Once you establish the small emergency fund, you can handle life’s small emergencies without going back into debt. This allows you to focus on gaining momentum when it comes to saving money rather than switching back to focusing on paying off debt incurred by small emergencies.

Why You Need an Emergency Fund?

You may believe your job is safe or that you work in a high-demand industry where you can find work fast. You may believe that using a credit card as an emergency fund is sufficient because you can always use a credit card with a 0% introductory interest rate on balance transfers until the debt is paid off.

Unfortunately, everyone will likely face at least a few financial emergencies in their life. Here are a few examples that should help you change your mind so you start building an emergency fund.

1. In case You Lose Your Income

While most people think about being fired, that’s not always the reason you end up losing your income. What happens if you suddenly find out you need to move across the country to help care for a family member because they fell and broke a hip?

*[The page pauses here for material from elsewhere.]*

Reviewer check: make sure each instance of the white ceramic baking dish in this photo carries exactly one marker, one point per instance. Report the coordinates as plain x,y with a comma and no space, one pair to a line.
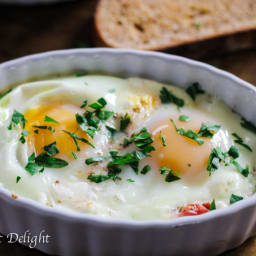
82,234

What would happen if your company suddenly gets bought out by a larger company, your department becomes redundant and you get laid off?

2. Medical Emergencies

Of course, emergency funds don’t just cover you in the case of job loss. Other major financial emergencies can pop up as well. You may come down with appendicitis and have to pay your $3,000 deductible on your health insurance to get the necessary surgery.

Where to Put Your Emergency Funds

We like keeping our emergency fund in a high yield savings account or a money market account. This way, you have almost instant access to the money when you need it.

Additionally, high yield accounts allow you to earn at least a little bit of interest to try to ward off the effect of inflation.

It often makes sense to keep your emergency fund at a bank separate from your main bank accounts. That way you won’t be tempted to dip into your emergency fund for everyday expenses.